DENMARK: Siemens Gamesa Renewable Energy (SGRE), Vestas and its offshore joint venture MHI Vestas have joined a research project to examine the potential to standardise components and areas of the manufacturing process.

MHI Vestas, Siemens Gamesa and Vestas are looking at ways to standardise minor turbine processes
MHI Vestas, Siemens Gamesa and Vestas are looking at ways to standardise minor turbine processes

In an attempt to lower the levelised cost of energy (LCOE) of offshore wind, the three manufacturers have formed a list of areas where collaboration and standardisation could be found.

The so-called ‘Hot List’ includes: a common foundation interface, a common boat landing system, common local sourcing, like infrastructure or facilities, and common steel or flange sourcing.

The partners also suggest investigations into a common tower diameter and other standard internal tower requirements.

Elsewhere, it believes synergies could be found in crew transfer vessels and vessels access, a common solution for array cables and test plus and a common substation design.

There is also a list of O&M and decommissioning applications where the partners believe standards could be exploited.

They also offered a brief list on areas where they do not wish to find standards, including blades, the hub, nacelles, control software and installation above the top flange of the tower.

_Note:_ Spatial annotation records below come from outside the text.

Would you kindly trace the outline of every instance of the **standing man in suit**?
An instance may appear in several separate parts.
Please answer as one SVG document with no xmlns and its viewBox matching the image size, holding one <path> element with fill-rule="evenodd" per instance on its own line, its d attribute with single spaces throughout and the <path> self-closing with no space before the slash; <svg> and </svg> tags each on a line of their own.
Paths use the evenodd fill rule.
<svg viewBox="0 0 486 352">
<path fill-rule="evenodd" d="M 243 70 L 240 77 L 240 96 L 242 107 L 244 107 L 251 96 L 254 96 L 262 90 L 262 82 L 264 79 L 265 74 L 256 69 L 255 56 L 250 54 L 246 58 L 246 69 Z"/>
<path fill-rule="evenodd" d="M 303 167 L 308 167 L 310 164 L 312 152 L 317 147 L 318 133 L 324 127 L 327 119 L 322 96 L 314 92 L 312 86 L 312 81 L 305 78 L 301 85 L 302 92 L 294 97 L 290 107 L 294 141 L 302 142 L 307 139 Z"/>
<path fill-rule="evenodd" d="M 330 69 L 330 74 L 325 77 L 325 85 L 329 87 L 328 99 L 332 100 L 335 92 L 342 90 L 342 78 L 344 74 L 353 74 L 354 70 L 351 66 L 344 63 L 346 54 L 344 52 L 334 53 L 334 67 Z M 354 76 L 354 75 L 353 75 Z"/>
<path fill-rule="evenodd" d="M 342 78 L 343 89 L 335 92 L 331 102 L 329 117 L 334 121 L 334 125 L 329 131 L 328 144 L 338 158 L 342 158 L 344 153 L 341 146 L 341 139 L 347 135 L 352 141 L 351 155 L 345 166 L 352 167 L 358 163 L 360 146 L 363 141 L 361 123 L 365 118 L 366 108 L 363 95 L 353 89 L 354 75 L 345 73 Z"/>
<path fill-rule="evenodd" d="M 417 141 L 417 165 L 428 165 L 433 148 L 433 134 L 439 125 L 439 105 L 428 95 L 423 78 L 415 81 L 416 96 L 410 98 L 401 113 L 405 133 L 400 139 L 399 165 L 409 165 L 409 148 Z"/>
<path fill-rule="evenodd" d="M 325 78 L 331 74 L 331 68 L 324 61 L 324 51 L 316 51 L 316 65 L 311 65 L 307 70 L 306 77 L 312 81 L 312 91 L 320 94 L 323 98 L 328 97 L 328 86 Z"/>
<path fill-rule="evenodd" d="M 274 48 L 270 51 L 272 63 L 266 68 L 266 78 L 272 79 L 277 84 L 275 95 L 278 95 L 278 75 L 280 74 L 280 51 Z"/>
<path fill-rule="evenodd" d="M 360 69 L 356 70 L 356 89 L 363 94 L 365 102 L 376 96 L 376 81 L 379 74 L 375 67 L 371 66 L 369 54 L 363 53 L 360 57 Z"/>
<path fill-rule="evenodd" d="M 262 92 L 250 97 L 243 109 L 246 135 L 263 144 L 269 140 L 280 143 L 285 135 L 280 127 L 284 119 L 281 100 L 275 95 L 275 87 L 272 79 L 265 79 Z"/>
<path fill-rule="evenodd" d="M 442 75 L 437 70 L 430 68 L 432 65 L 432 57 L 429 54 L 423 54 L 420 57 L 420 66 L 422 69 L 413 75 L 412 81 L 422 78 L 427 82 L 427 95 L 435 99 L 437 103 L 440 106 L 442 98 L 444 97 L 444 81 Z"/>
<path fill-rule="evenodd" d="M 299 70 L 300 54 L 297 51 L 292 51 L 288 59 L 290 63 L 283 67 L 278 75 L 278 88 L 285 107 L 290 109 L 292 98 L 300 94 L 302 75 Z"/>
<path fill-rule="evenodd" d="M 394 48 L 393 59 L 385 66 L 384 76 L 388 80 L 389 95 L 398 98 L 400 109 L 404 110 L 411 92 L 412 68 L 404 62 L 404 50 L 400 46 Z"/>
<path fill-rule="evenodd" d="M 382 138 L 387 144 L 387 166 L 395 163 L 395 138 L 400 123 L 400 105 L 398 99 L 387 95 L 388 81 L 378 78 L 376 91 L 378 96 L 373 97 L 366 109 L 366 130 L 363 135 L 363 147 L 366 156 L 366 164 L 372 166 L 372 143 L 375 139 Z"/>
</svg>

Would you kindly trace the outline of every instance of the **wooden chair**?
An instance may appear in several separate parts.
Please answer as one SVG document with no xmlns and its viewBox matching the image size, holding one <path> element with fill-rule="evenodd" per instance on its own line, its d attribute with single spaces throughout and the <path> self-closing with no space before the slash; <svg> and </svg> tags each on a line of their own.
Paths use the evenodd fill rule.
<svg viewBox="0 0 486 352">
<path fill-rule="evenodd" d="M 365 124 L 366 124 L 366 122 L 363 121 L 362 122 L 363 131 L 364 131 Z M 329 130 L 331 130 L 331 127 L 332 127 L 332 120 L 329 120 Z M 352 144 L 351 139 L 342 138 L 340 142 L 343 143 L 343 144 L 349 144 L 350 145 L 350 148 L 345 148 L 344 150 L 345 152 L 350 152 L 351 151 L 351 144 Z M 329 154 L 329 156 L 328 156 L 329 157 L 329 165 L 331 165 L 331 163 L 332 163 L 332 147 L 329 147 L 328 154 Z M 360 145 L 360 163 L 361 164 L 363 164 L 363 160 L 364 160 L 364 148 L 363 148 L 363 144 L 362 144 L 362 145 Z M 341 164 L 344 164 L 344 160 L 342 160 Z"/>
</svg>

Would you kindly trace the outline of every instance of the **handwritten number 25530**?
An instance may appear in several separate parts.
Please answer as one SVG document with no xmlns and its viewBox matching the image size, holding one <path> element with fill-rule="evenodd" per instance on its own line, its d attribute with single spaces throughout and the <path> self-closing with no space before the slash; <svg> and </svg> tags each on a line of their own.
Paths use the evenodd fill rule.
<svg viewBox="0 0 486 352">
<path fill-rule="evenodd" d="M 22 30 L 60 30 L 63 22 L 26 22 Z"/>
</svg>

The collaboration project is being run in partnership with the Megavind research platform, according to the Danish Wind Industry Association (DWIA).

"The background to our desire for cooperation and more standardisation is that the price should fall, but also that the quality of components or systems should increase," said Per Hessellund Lauritsen, chairman of Megavind and research manager at SGRE.

The collaboration was launched at the WindEnergy Denmark conference.

"Basics of standardisation in the wind turbine industry are immature and, so far, only a few standardisation projects have been completed that have led to a final result, which can be used across industry," said Torben Hvid Larsen, CTO at MHI Vestas.

"It is important that we start small and get a series of small successes that we can develop into greater standardisation successes in the future," Larsen added.

According to DWIA, he also referred to the aircraft industry as one that has succeeded in large-scale standardisation

In January, SGRE and Vestas announced they were jointly looking for transport solutions using airships to transport larger components.

Per Fenger, CEO of lifting gear specialist Liftra, said some standard processes would increase competition.

"If we, as a supplier, can provide some standardised frames that three mill manufacturers agree, it allows us to spend extra effort on development while selling to three different companies. It's a way for us to compete against China," Fenger said.

Vestas senior specialist Agnar Gudmundsson added the project partners had agreed not to patent the standardised designs that arise from the collaboration.